L’homme qui tartinait une éponge, le titre de votre livre, dit d’emblée l’incongruité de la maladie.


Il faut expliquer ce titre. C’est une histoire vraie extrêmement parlante. Une femme retrouve son mari en pleine nuit, dans la cuisine, en train de tartiner une éponge. Elle pousse un grand cri, plonge dans une sidération immense, qui l’empêche de se demander : « Pourquoi fait-il cela ? » Avec du recul, elle devinerait que c’est parce qu’il a faim, lui donnerait une pomme ou quelque chose qui se mange.


Dans votre analyse, vous concluez : « Ce n’est pas la peine d’en faire un drame. » N’est-ce pas minimiser ?


Avec Alzheimer, il faut apprendre à relativiser les situations, à changer de point de vue et à inventer d’autres manières de prendre les problèmes. Sinon vous n’en sortez pas, vous répétez les choses, et cela n’arrange rien. Je suggère à l’épouse de faire disparaître les éponges sous l’évier pour qu’elles ne prêtent pas à confusion dans l’esprit de son homme affamé, à qui il manque des neurones. Quand on identifie l’élément perturbateur, il devient en général assez simple de le faire disparaître. Ce type d’incident doit servir de repère à un nouvel ordre des choses, à un nouveau mode d’emploi de la vie quotidienne.
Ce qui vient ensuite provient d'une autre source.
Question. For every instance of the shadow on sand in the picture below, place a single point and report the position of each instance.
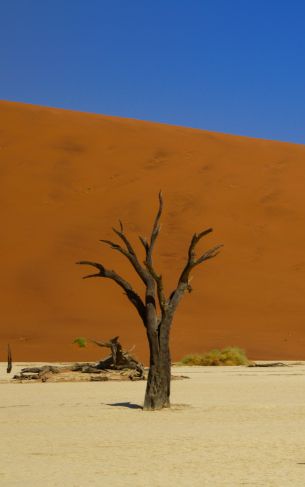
(129, 405)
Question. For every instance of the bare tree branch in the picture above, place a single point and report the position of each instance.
(148, 259)
(155, 230)
(128, 252)
(133, 297)
(184, 279)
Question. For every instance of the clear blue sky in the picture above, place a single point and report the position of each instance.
(235, 66)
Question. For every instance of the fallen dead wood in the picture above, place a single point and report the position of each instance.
(271, 364)
(120, 365)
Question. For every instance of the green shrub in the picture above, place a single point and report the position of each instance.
(226, 356)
Comment décrivez-vous cette maladie ?


C’est une maladie de la gestion des informations et un processus de « dés-apprentissage » continu. Le cerveau du malade passe par paliers de celui d’un enfant de 10 ans à celui d’un nourrisson. Ce qui ne signifie pas qu’il devient un nourrisson, il conserve son vécu, son histoire. Mais les moyens dont il dispose sont ceux d’un enfant, et il peut voir le monde comme un petit de 2 ans, ça fait des situations tout à fait charmantes. Combien de fois me suis-je émerveillée avec Daniel sur ce qu’il avait trouvé, sur ce qu’il faisait…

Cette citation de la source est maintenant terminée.